Who obtained, in abundance, from Trump in Alaska, starting with the location. Trump invited Putin to the United States during a period of travel prohibitions to and from Russia, which immediately gave the Russian dictator a great victory in public relations. Also, conveniently, he placed it in the only country in NATO where he is not loved for charges of crimes against humanity.

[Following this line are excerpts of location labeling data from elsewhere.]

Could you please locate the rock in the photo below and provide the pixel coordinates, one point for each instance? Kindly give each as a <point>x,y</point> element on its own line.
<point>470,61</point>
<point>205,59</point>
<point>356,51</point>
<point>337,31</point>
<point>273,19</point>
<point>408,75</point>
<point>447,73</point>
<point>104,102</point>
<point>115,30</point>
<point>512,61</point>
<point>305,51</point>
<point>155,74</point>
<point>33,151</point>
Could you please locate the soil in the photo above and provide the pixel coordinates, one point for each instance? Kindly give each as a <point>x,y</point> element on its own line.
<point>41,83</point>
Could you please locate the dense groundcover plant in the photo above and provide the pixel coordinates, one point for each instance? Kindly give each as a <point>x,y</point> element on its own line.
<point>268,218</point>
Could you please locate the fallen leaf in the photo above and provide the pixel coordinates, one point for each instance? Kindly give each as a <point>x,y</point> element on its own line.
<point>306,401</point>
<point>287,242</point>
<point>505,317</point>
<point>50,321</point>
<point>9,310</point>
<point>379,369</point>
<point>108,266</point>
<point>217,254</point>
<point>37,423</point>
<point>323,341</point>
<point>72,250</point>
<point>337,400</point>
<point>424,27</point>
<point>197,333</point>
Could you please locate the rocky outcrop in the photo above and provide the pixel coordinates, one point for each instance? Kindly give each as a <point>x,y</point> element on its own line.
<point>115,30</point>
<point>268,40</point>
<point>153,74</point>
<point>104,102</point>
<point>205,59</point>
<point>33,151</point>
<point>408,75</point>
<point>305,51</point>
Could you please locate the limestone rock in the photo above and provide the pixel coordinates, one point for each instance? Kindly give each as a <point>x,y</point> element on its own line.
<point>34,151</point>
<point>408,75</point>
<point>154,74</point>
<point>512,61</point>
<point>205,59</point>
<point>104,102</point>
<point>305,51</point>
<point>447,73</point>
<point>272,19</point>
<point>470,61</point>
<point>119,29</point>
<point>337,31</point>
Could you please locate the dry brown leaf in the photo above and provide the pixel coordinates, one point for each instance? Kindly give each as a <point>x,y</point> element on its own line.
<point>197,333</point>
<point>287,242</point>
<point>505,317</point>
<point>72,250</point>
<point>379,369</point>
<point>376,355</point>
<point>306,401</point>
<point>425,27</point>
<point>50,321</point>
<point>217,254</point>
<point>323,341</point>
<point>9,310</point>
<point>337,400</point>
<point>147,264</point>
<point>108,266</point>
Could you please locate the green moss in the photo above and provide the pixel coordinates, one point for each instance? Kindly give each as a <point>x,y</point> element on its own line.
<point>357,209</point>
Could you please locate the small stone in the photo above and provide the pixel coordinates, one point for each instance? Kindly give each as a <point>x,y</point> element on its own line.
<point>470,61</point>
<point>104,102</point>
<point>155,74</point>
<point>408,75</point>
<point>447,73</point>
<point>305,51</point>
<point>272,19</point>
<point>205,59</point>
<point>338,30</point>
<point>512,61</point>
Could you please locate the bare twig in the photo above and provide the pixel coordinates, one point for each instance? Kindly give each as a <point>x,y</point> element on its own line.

As for peace conversations, check the headlines of Ukraine before, during and after the Alaska Summit: the Russians have intensified their murder and destruction in Ukraine with a new ferocity and have been taking as many lands in eastern Ukraine as they can. Each square inch of that land, and more the Kremlin has not yet occupied, will be part of any “agreement” that Putin will accept. Trump himself has been talking about “land swaps” (as he has done since the beginning of the war, by the way), a meaningless idea when you consider that the Ukraine Earth holds is its sovereign territory and the land that Russian possesses was stolen.
The brilliant M. Gessen, perhaps the main dictatorship authority, published an essay in New York Review, “”Autocracy: Rules for survival“Shortly after the 2016 elections.” Rule #2: They are not welcomed by small signs of normality, “they wrote.
A president of the United States and a Russian leader who sits down and emerging with bravuconed about progress seems normal enough, perhaps encouraging when US-ruse relations have been in a historical minimum. Just remember that from these two men, the comments mean nothing, or, worse, they make us ask what Trump has given Putin with his talk about the swaps.
Andrew Rosenthal, former reporter, editor and columnist, was head of the Moscow office for the editor of Associated Press and Washington and then editor of editorial pages of the New York Times.